Closed CarlaFernandez closed 2 years ago
I'm looking at a simple model built on the titanic dataset and transformed using pmml, but I'm not seeing any specific reference to the encoding.
One-Hot-Encoding (OHE) is a "helper"-transformation, not a proper "do something useful with data"-transformation. The JPMML conversion libraries do their best to clean pipelines of no-op/helper transformations. So, the OHE transformation is erased on purpose; it's safe to do so, because it does not change the behaviour of the pipeline in any way.
Technical explanation: Apache Spark transformers and estimators typically only accept all-numerical feature vectors; you can't have a feature vector that contains six numeric elements and one string element (ie. can't put a string into floating point array). Therefore, Apache Spark transforms the string column to numeric column, by simply performing a dict mapping from unique string values to unique integer indexes.
Now, JPMML converters are able to detect such dummy re-mappings from string to integer index, and during the conversion, perform a reverse mapping - replacing integer index back with strings.

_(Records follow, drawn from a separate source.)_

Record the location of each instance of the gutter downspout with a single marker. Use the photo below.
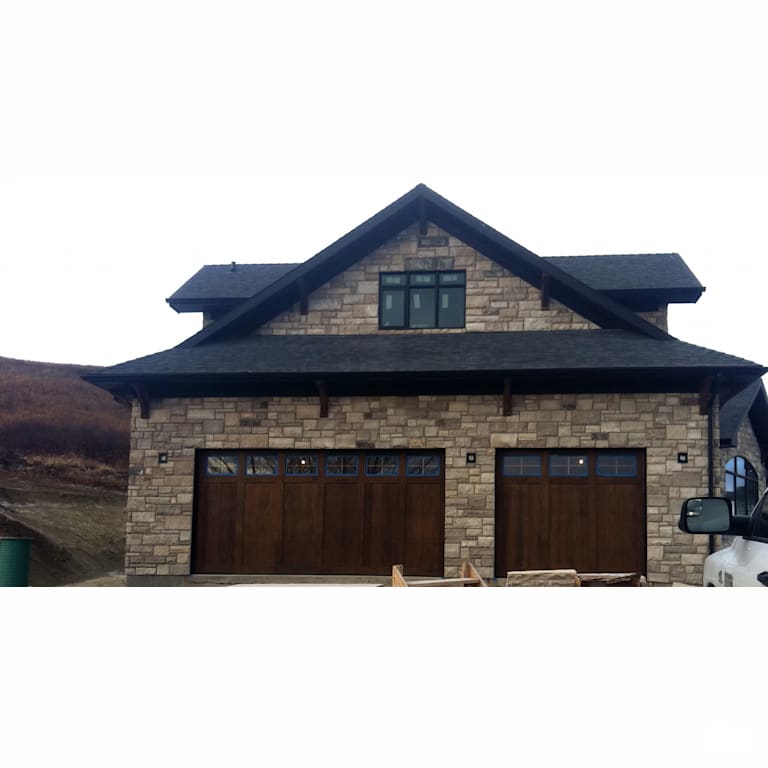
(711, 450)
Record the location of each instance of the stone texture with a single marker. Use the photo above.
(495, 299)
(160, 496)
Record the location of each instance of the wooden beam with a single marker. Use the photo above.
(544, 291)
(303, 297)
(397, 576)
(705, 395)
(143, 398)
(322, 389)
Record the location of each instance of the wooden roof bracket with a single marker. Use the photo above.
(706, 394)
(143, 398)
(322, 390)
(544, 290)
(507, 410)
(422, 217)
(303, 297)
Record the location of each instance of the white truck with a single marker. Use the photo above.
(745, 562)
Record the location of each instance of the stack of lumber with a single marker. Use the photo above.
(468, 577)
(568, 577)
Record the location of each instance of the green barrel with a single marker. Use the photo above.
(14, 562)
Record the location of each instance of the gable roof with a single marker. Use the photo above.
(751, 403)
(531, 358)
(419, 205)
(626, 277)
(660, 273)
(217, 284)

If you open the PMML document in a text editor you shall see category levels as original strings. It's very easy for a human to see where particular category levels are used, what are their contributions. Would you really prefer to see those re-mapped OHE indices in their place?
TLDR: The JPMML-SparkML deletes OHE transformations on purpose, because they only obfuscate the pipeline/model. It's a feature, not a bug. The pipeline will still make correct predictions.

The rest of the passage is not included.